Late last year FFmpeg introduced a filter to transcribe audio using whisper.cpp: https://ffmpeg.org/ffplay-all.html#whisper-1. I tried this guide but have errors when I try the following command. I want it to run on my RTX 3090, using whisper-cli woks fine with CUDA.
ffmpeg -i https://github.com/vpalmisano/webrtcperf/releases/download/videos-1.0/gvr.mp4 -vn -af "whisper=model=ggml-large-v3.bin :language=en :queue=3 :destination=output.srt :format=srt" -f null -
My NixOS config:
# Packages
nixpkgs = {
config = {
cudaSupport = true;
allowUnfree = true;
};
};
environment.systemPackages = [
(pkgs.ffmpeg-full.override {
withUnfree = true;
})
pkgs.whisper-cpp-vulkan
];
programs.nix-ld.libraries = [
config.boot.kernelPackages.nvidia_x11
];
hardware = {
graphics.enable = true;
nvidia = {
nvidiaSettings = true;
open = true;
};
};
Error Log:
ffmpeg version 8.0 Copyright (c) 2000-2025 the FFmpeg developers
built with gcc 14.3.0 (GCC)
...
Input #0, mov,mp4,m4a,3gp,3g2,mj2, from 'https://github.com/vpalmisano/webrtcperf/releases/download/videos-1.0/gvr.mp4':
Metadata:
major_brand : isom
minor_version : 512
compatible_brands: isomiso2avc1mp41
encoder : Lavf61.9.100
Duration: 00:01:53.00, start: 0.000000, bitrate: 1201 kb/s
Stream #0:0[0x1](und): Video: h264 (High) (avc1 / 0x31637661), yuv420p(tv, bt709, progressive), 1920x1080 [SAR 1:1 DAR 16:9], 1122 kb/s, 30 fps, 30 tbr, 15360 tbn (default)
Metadata:
handler_name : ISO Media file produced by Google Inc.
vendor_id : [0][0][0][0]
encoder : Lavc60.35.100 libx264
Stream #0:1[0x2](eng): Audio: aac (LC) (mp4a / 0x6134706D), 48000 Hz, mono, fltp, 70 kb/s (default)
Metadata:
handler_name : ISO Media file produced by Google Inc.
vendor_id : [0][0][0][0]
/build/source/ggml/src/ggml-backend.cpp:501: GGML_ASSERT(device) failed
/nix/store/r2x6hdy8y2b3czsg3993rjz3mh687dkc-whisper-cpp-1.8.2/lib/libggml-base.so(+0x143fd) [0x7fd6411ef3fd]

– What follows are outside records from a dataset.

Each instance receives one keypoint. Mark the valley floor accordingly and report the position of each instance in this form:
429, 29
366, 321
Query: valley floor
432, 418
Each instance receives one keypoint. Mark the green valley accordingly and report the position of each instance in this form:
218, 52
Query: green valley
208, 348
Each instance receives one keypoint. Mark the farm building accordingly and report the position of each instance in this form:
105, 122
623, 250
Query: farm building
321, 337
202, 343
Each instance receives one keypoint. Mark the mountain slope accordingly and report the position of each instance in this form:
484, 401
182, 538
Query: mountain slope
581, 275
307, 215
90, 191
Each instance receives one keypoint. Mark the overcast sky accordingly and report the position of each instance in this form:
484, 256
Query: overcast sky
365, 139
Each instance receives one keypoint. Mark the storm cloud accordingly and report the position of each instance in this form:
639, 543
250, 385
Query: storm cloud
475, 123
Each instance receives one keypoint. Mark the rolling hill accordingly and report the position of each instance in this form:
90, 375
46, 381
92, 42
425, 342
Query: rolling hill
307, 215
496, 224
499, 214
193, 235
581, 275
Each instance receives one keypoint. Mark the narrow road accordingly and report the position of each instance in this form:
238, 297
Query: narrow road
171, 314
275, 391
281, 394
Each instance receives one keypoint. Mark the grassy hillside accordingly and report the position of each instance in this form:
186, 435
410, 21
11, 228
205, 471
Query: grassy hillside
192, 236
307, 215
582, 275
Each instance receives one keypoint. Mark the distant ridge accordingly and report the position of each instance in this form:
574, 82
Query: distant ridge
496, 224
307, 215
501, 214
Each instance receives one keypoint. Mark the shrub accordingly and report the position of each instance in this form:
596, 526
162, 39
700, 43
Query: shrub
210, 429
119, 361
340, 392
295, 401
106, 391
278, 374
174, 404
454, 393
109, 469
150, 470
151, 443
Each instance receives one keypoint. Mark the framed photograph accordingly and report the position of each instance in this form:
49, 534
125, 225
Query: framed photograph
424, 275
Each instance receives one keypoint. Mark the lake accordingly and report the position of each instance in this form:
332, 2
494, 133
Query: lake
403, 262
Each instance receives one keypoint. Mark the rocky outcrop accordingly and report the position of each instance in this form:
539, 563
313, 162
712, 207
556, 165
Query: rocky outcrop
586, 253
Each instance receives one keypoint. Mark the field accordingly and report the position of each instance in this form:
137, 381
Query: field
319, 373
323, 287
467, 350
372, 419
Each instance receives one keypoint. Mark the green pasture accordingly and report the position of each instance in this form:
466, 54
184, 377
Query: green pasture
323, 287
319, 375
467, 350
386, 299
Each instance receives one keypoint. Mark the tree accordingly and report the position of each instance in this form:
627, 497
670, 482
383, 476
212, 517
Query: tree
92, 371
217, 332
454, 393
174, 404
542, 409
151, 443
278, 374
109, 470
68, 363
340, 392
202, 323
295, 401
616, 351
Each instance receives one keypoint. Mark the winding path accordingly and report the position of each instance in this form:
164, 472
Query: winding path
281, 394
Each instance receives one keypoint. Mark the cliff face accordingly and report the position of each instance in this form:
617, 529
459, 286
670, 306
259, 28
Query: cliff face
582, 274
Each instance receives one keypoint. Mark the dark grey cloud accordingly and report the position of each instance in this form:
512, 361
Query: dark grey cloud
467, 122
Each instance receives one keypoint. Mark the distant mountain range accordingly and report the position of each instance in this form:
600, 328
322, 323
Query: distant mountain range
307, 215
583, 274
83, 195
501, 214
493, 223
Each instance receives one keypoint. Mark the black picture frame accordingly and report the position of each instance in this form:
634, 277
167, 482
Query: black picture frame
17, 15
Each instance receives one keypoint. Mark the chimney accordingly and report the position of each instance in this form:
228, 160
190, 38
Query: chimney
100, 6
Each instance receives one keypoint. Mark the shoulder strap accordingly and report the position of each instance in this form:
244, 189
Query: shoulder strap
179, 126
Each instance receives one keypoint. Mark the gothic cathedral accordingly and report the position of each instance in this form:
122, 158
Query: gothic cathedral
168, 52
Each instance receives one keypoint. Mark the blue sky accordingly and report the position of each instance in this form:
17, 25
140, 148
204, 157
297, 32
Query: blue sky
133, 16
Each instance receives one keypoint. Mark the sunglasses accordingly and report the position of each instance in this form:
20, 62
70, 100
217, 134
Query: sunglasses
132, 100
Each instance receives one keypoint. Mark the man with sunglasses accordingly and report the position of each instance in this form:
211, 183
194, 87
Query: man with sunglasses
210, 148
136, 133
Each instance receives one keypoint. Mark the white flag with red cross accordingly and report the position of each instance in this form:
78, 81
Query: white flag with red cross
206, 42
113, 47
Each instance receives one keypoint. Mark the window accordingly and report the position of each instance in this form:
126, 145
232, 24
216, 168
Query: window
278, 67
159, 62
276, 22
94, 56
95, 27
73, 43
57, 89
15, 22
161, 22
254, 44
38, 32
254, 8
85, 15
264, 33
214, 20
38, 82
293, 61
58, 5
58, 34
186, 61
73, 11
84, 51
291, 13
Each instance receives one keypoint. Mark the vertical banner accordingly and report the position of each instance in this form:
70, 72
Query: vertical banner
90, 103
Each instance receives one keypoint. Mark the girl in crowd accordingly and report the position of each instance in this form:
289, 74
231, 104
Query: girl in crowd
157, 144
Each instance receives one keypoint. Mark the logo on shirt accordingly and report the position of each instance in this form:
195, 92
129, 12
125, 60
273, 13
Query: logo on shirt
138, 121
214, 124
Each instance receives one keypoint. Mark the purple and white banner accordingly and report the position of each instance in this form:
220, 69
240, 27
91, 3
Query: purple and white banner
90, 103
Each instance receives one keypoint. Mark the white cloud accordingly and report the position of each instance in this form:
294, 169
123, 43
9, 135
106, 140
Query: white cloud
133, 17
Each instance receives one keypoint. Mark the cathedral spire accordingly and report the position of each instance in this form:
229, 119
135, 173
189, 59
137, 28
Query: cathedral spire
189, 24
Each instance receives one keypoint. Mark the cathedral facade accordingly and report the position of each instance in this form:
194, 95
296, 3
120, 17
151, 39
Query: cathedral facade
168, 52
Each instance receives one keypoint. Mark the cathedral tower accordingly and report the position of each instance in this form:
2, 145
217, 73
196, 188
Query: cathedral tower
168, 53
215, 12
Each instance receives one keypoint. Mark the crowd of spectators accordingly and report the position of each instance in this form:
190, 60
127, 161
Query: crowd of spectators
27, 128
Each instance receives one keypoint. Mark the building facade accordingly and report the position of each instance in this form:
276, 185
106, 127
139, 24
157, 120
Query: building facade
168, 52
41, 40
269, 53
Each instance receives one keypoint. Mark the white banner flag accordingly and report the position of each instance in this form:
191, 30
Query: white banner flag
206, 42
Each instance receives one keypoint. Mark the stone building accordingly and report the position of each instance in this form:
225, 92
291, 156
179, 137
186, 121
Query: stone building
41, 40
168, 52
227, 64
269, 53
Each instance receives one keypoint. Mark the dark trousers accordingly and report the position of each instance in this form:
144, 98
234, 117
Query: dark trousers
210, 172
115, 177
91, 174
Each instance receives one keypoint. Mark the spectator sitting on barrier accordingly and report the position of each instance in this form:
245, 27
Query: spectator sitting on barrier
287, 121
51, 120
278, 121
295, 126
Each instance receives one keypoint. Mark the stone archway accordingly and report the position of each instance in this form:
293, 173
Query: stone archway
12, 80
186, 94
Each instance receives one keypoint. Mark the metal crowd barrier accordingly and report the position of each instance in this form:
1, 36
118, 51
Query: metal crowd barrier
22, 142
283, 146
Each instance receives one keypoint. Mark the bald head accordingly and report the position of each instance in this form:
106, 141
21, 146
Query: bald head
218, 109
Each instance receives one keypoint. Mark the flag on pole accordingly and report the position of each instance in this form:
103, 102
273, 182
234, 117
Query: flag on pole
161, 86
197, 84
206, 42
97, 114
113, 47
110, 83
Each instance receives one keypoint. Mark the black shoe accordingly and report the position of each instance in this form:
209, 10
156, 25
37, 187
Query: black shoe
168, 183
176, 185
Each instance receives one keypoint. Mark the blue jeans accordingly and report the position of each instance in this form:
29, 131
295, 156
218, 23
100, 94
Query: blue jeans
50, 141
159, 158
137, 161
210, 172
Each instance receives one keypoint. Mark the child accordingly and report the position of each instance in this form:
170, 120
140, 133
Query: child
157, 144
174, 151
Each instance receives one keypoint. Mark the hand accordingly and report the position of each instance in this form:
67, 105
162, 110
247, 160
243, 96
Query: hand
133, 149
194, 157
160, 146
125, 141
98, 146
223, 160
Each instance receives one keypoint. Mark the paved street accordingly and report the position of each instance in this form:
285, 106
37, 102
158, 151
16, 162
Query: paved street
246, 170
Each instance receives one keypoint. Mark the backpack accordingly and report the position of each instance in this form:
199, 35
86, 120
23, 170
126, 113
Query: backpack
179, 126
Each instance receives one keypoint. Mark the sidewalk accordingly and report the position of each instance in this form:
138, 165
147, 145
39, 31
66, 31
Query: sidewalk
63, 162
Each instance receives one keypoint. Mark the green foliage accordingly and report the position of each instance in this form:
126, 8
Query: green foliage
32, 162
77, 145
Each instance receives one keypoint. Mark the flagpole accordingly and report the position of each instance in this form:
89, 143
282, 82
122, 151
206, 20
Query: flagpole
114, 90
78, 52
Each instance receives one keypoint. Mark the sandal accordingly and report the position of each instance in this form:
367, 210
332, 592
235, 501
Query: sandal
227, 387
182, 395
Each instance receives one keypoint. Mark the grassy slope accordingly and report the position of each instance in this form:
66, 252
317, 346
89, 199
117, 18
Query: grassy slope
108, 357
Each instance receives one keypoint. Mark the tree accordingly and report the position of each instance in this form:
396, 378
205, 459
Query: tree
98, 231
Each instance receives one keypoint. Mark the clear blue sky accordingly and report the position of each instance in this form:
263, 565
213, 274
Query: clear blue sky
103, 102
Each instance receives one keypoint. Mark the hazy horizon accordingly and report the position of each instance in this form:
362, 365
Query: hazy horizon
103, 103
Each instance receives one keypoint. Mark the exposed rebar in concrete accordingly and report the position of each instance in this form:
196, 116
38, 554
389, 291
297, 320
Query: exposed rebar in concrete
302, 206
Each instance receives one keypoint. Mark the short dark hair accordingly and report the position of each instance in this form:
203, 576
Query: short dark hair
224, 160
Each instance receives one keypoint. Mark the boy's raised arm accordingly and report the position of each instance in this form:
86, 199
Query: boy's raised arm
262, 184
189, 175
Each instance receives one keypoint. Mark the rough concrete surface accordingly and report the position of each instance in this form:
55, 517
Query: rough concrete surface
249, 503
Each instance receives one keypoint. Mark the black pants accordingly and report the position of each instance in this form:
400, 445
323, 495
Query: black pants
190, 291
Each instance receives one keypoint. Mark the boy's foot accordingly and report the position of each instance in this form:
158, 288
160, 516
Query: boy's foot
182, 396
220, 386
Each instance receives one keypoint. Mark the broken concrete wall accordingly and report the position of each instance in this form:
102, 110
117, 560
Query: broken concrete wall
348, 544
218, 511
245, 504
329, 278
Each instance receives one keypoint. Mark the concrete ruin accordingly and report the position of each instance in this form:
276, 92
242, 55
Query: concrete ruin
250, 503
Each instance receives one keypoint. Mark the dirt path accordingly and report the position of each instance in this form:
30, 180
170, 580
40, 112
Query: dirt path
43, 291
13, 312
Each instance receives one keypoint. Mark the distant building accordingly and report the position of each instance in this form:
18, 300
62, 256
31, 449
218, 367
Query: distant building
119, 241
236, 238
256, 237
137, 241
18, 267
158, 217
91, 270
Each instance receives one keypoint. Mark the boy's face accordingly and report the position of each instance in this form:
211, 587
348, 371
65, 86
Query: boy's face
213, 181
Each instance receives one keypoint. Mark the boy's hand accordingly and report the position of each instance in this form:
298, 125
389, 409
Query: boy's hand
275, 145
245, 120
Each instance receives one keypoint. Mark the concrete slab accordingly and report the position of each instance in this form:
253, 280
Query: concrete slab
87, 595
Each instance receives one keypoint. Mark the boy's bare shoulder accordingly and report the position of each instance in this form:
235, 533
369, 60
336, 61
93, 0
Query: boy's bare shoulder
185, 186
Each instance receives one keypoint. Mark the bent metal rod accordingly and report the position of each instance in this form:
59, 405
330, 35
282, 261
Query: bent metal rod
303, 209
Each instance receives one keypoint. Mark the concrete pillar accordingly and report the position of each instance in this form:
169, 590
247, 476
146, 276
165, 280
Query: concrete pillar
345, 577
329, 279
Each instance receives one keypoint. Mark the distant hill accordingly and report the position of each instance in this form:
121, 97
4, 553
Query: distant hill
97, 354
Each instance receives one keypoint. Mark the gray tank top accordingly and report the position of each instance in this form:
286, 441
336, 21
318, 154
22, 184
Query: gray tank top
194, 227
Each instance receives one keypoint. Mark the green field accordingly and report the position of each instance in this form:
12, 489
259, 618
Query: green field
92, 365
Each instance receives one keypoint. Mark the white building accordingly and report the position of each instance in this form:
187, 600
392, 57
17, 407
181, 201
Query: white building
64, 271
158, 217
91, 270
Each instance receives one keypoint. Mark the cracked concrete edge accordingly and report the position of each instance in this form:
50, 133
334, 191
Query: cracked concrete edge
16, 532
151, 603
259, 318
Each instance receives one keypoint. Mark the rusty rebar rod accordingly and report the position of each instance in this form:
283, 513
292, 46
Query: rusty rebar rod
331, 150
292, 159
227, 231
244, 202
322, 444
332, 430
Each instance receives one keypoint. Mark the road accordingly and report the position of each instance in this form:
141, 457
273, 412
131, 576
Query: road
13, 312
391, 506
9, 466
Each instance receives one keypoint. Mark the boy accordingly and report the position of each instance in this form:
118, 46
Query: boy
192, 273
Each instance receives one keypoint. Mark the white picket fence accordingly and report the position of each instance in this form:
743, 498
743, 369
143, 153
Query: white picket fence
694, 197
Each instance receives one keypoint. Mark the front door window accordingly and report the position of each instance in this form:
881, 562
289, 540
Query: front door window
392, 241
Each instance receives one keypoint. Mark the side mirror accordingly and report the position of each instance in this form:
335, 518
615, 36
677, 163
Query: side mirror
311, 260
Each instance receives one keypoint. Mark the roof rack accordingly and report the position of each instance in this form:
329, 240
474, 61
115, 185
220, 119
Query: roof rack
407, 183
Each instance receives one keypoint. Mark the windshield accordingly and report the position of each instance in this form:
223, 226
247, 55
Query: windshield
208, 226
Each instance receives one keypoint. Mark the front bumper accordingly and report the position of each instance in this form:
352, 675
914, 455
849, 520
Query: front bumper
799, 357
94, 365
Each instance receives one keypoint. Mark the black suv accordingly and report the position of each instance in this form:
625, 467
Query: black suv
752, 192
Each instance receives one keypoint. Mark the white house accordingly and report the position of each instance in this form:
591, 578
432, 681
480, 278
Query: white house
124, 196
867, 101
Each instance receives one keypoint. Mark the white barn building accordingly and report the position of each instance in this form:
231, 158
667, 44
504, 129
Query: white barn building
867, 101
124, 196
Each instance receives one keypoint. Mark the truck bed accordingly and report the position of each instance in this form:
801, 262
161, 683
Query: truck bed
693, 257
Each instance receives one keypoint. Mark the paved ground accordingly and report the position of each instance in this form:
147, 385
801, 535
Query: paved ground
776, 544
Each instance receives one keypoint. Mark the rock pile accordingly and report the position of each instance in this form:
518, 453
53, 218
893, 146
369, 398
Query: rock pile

/nix/store/r2x6hdy8y2b3czsg3993rjz3mh687dkc-whisper-cpp-1.8.2/lib/libggml-base.so(ggml_print_backtrace+0x216) [0x7fd6411ef7b6]
/nix/store/r2x6hdy8y2b3czsg3993rjz3mh687dkc-whisper-cpp-1.8.2/lib/libggml-base.so(ggml_abort+0x144)[0x7fd6411ef974]
/nix/store/r2x6hdy8y2b3czsg3993rjz3mh687dkc-whisper-cpp-1.8.2/lib/libggml-base.so(+0x26507) [0x7fd641201507]
/nix/store/r2x6hdy8y2b3czsg3993rjz3mh687dkc-whisper-cpp-1.8.2/lib/libwhisper.so.1(+0x360f3) [0x7fd656da50f3]
/nix/store/r2x6hdy8y2b3czsg3993rjz3mh687dkc-whisper-cpp-1.8.2/lib/libwhisper.so.1(+0x38753) [0x7fd656da7753]
/nix/store/r2x6hdy8y2b3czsg3993rjz3mh687dkc-whisper-cpp-1.8.2/lib/libwhisper.so.1(whisper_init_with_params_no_state+0x29e) [0x7fd656da9e6e]
/nix/store/r2x6hdy8y2b3czsg3993rjz3mh687dkc-whisper-cpp-1.8.2/lib/libwhisper.so.1(whisper_init_from_file_with_params_no_state+0x1ab) [0x7fd656dadf2b]
/nix/store/r2x6hdy8y2b3czsg3993rjz3mh687dkc-whisper-cpp-1.8.2/lib/libwhisper.so.1(whisper_init_from_file_with_params+0x2b) [0x7fd656db176b]
/nix/store/hfwrpc7ycs53hdvfvgrvx8xa6rkpf725-ffmpeg-full-8.0-lib/lib/libavfilter.so.11(+0x17184b) [0x7fd65a77184b]
/nix/store/hfwrpc7ycs53hdvfvgrvx8xa6rkpf725-ffmpeg-full-8.0-lib/lib/libavfilter.so.11(avfilter_init_dict+0x71) [0x7fd65a797b51]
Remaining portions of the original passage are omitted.